When a new node X joins the system, it gets some token randomly assigned to the ring, node X is responsible for processing a key range, and these key are taken care of by some existing nodes before node X joins, and when node X joins, these nodes pass these key to node X. Taking figure 2 as an example, suppose node X is added to the position between An and B in the ring. When X is added to the system, it is responsible for the key range of (F, G], (G, A], (A, X]. Nodes B, C and D each have part of the key range that no longer needs to be stored, that is, B is responsible for (F, G], (G, A], (A, B]) before X joins. C is responsible for (G, A), (A, B], (B, C); D is responsible for (A, B], (B, C), (C, D), and after X is joined, B is responsible for (G, A], (A, X], (X, B); C is responsible for (A, X], (X, B], (B, C); D is responsible for (X, B], (B, C), (C, D). Nodes B, C and D begin this process after receiving the confirmation signal joined by node X.

(2) scale down

When a node is removed from the system, the reallocation of the key is the opposite of step (1).

7. Read / write operation

Reads and writes are performed by the request orchestration component, and each client request results in the creation of a state machine on the node that processes the request, each containing the following logic:

Identify the node responsible for a key

Send a request

Waiting for a response.

Possible retry processing

Processing and packaging return the client response.

Each state machine instance processes only one client request, and if it is a read request, the state machine is as follows:

Send a read request to the appropriate node

Wait for the minimum number of responses required

If too few responses are received within a given time, the request fails

Otherwise, collect the version of all the data and determine the version to be returned

If version merging is enabled, syntax coordination is performed and a write context that is opaque to the client is generated, which contains a vector clock that includes all versions.
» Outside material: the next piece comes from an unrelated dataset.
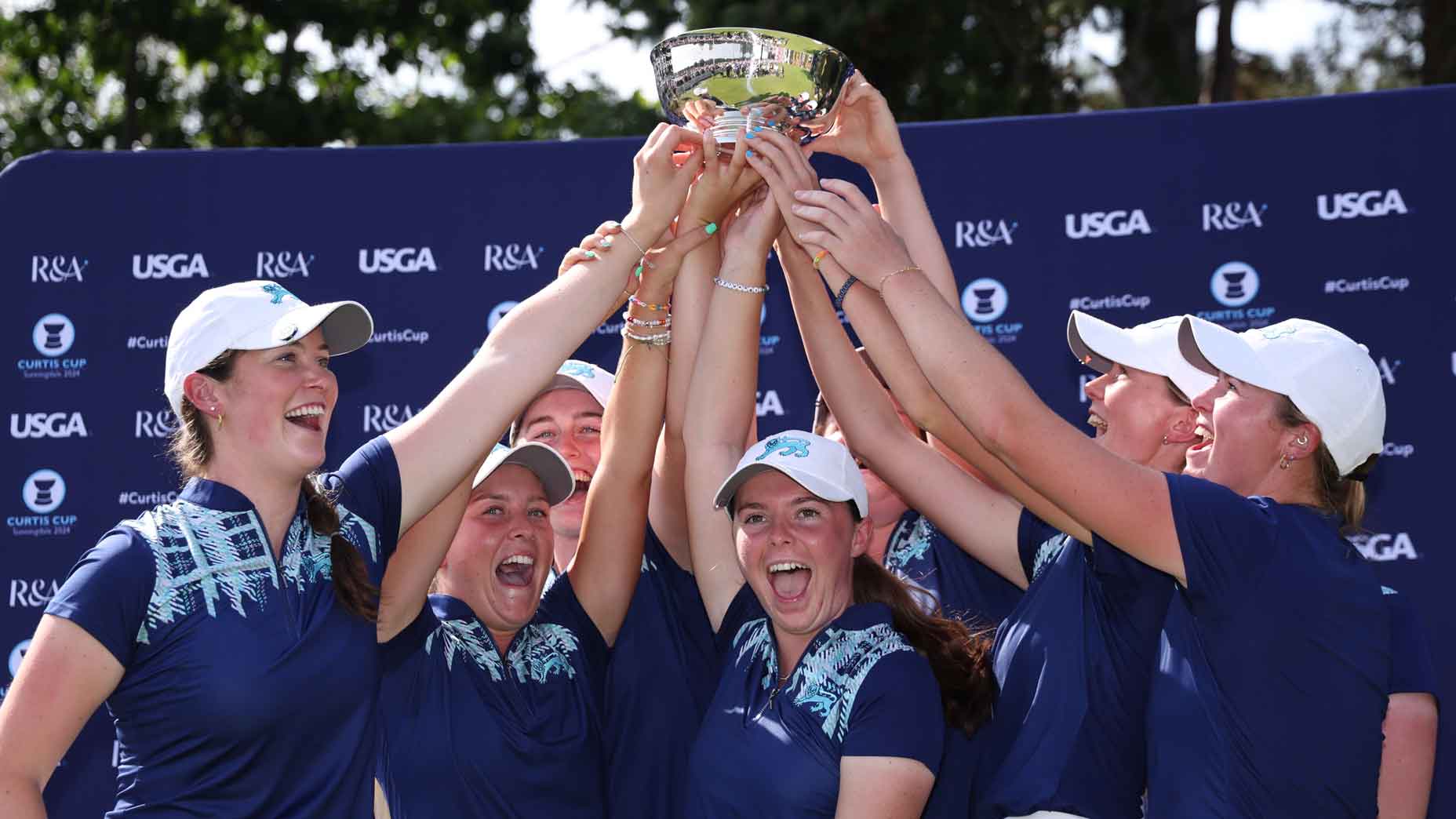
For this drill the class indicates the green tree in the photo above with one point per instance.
(198, 73)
After returning the read response to the client, the state machine waits for a period of time to accept any pending response, and if any response returns an outdated version, the coordinator updates the nodes with the latest version to complete the read fix.

The write request is usually followed by the read request, and the coordinator is acted as the node with the fastest reply to the read operation, which optimizes to improve read-write consistency.

V. solve the problem

1. Availability

Completely decentralized, no single point, can always be written.

2. Scalability

Consistent hash with virtual machine nodes: consistent hash solves the problem of capacity expansion / reduction, and virtual nodes solve the problem of machine heterogeneity.

3. Reliability

Make multiple copies of the data and use the vector clock to solve the problem of version merging.

4. Configurable

The balance is adjustable, that is, the availability and consistency are balanced according to the (NMagneWMague R) model, and it is suggested that the model parameters are (3meme2mem2).

Thank you for your reading, the above is the content of "how to understand Amazon's website data storage architecture". After the study of this article, I believe you have a deeper understanding of how to understand Amazon's website data storage architecture, and the specific use needs to be verified in practice. Here is, the editor will push for you more related knowledge points of the article, welcome to follow!

Welcome to subscribe "Shulou Technology Information " to get latest news, interesting things and hot topics in the IT industry, and controls the hottest and latest Internet news, technology news and IT industry trends.

*The comments in the above article only represent the author's personal views and do not represent the views and positions of this website. If you have more insights, please feel free to contribute and share.